だから一歩踏み込んで考えるなら、再申請はゴールではなく、暮らしの再設計のきっかけです。ベッドの位置を変える。トイレまでの動線を短くする。夜だけ紙パンツの種類を変える。服薬カレンダーをやめて一包化にする。配食サービスを入れる。遠方の家族に週一回の電話担当を任せる。こうした小さな手当ての積み重ねが、実は介護の負担を一番下げます。
個人的にはこうしたほうがいいと思う!
個人的には、要介護認定の再申請を考えるご家族ほど、介護度を上げることそのものを目的にしないほうがいいと思います。もちろん、今の認定が実態に合っていないなら見直しは必要です。でも、ぶっちゃけ現場の介護って、認定結果ひとつで急に楽になるわけではありません。楽になるのは、家族が一人で抱えない仕組みができたときです。
たとえば、認定調査でうまく伝えることも大事です。でも、それと同じくらい大事なのは、家族が「もう無理です」と言えること、サービス担当者に本音を出せること、本人のプライドを傷つけず支援を受ける言い方を見つけることです。介護の本質って、制度を知ることだけじゃなくて、人が壊れない回し方を作ることなんです。
だから、再申請を考えたら、ぜひこう動いてほしいです。まず、本人の状態だけでなく、家族の限界も紙に書く。次に、何を守りたいのかを家族で一つ決める。そして、ケアマネジャーや地域包括支援センターに「介護度を上げたい」ではなく、「この生活がもう回らない」と伝える。ここまでできると、支援の質はかなり変わります。
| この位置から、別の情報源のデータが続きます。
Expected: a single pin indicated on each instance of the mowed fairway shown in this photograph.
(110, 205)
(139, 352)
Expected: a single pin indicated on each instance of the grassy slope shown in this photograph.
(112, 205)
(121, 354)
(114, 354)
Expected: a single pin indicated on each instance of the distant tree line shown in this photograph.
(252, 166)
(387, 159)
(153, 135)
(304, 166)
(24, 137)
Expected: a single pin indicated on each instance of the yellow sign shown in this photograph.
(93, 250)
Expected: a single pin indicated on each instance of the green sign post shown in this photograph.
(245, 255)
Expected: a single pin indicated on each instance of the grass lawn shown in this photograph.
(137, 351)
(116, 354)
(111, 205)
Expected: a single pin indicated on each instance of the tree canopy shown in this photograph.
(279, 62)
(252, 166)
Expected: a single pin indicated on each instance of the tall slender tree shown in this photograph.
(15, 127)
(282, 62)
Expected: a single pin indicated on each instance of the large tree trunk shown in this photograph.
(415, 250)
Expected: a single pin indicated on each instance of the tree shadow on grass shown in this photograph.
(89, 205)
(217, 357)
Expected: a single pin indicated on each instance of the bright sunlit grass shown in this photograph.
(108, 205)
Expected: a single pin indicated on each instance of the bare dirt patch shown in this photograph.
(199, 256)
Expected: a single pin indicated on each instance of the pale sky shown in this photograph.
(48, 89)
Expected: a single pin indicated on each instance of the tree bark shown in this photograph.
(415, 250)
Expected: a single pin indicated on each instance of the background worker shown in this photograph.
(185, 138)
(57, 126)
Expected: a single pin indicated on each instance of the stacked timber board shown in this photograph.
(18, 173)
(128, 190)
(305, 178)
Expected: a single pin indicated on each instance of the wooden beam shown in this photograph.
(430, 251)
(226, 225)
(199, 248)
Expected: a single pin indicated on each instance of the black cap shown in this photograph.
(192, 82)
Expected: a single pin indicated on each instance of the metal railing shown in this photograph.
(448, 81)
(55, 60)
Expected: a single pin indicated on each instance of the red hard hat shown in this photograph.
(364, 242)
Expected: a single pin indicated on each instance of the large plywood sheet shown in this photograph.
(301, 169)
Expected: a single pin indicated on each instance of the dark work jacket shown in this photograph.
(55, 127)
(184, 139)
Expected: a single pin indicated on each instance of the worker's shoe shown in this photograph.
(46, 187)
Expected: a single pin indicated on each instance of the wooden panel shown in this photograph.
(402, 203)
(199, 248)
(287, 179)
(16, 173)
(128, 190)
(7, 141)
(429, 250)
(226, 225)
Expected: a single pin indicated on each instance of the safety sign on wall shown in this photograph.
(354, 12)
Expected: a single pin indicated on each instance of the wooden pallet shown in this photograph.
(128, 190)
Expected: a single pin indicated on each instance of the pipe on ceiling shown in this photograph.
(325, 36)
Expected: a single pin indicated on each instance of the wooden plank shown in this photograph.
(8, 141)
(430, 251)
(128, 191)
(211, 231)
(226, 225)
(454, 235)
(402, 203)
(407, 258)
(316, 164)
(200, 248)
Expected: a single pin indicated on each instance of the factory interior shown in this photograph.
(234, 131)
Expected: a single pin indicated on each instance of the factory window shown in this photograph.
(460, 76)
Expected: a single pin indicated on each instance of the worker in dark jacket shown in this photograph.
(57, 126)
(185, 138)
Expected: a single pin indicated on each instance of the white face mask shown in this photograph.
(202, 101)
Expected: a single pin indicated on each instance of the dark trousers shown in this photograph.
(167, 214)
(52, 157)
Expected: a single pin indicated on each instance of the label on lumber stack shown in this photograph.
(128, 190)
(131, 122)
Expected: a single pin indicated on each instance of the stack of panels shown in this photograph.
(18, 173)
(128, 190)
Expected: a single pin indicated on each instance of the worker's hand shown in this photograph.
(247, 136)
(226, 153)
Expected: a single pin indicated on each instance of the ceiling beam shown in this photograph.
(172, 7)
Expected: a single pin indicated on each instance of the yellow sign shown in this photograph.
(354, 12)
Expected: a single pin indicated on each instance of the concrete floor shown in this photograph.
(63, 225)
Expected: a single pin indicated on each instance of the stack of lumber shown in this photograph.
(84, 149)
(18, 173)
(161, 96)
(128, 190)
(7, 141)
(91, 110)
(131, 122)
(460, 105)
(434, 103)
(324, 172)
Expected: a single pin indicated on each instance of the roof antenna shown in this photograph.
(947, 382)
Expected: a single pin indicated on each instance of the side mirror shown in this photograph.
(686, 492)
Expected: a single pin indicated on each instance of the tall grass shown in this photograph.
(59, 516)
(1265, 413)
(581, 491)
個人的にはこうしたほうが、ぶっちゃけ介護の本質をついてるし、現場の介護では必要なことだと思う。認定は大事です。でも本当に守りたいのは、数字ではなく、本人の暮らしと家族の生活です。そこを見失わずに動けた人ほど、あとから振り返ったときに「あのとき相談してよかった」と言える介護になりやすいです。
要介護認定再申請に関する疑問解決
認定結果が低い気がします。すぐ再申請していいですか?
はい、ただし感情だけで動くより、まずはなぜ低く見えたのかを整理するのが先です。認知症の波、家族の介護力、調査当日の体調、主治医意見書とのズレなど、原因が見えると次の一手が変わります。多くの場合は、ケアマネに相談して区分変更の準備を整えるのが現実的です。
更新まで待ったほうがいいですか?
明らかな悪化があり、いまのサービス量では足りないなら、待たないほうがいいことが多いです。更新を待つ間に転倒、介護離職、家族の疲弊が進むこともあります。足りない支援を我慢する時間が長くなるほど、家族全体の負担は重くなります。
区分変更を出したら、必ず介護度は上がりますか?
いいえ。ここは期待しすぎないことが大切です。区分変更は見直しなので、結果は上がることも、据え置きも、場合によっては下がることもあります。だからこそ、申請前にケアマネと見立てを共有し、家族の感覚だけで突っ走らないことが重要です。
認定調査には誰が同席したほうがいいですか?
普段の生活を最もよく知っている人です。配偶者、同居家族、頻繁に介護している子、施設職員などが候補です。大切なのは肩書きではなく、日常の困りごとを具体的に話せる人であることです。
要支援から重くなった場合も同じですか?
要支援から要介護への見直しは、自治体によって案内や必要書類の扱いに注意点があります。実務上は新規申請に近い整理が必要になる場合もあるため、自己判断せず、市区町村窓口か地域包括支援センターに早めに確認しましょう。
まとめ
要介護認定の再申請で本当に大切なのは、書類の出し方より先に、いまの暮らしがどれだけ変わったかを具体的に言葉にすることです。転倒が増えた。夜間介助が必要になった。認知症の波で見守りが外せない。家族の限界が近い。こうした現実を遠慮なく整理できたとき、区分変更はただの手続きではなく、必要な支援へつながる入口になります。
迷ったら、まずは担当のケアマネジャーか地域包括支援センターへ相談してください。そして、調査当日は「できるか」ではなく「どんな条件なら、どこまでなら、どれだけ危なくなくできるか」を伝えましょう。要介護認定再申請は、わがままではありません。本人の生活を守り、家族の介護を持続可能にするための正当な見直しです。いま苦しいなら、更新日を待たず、一歩動いて大丈夫です。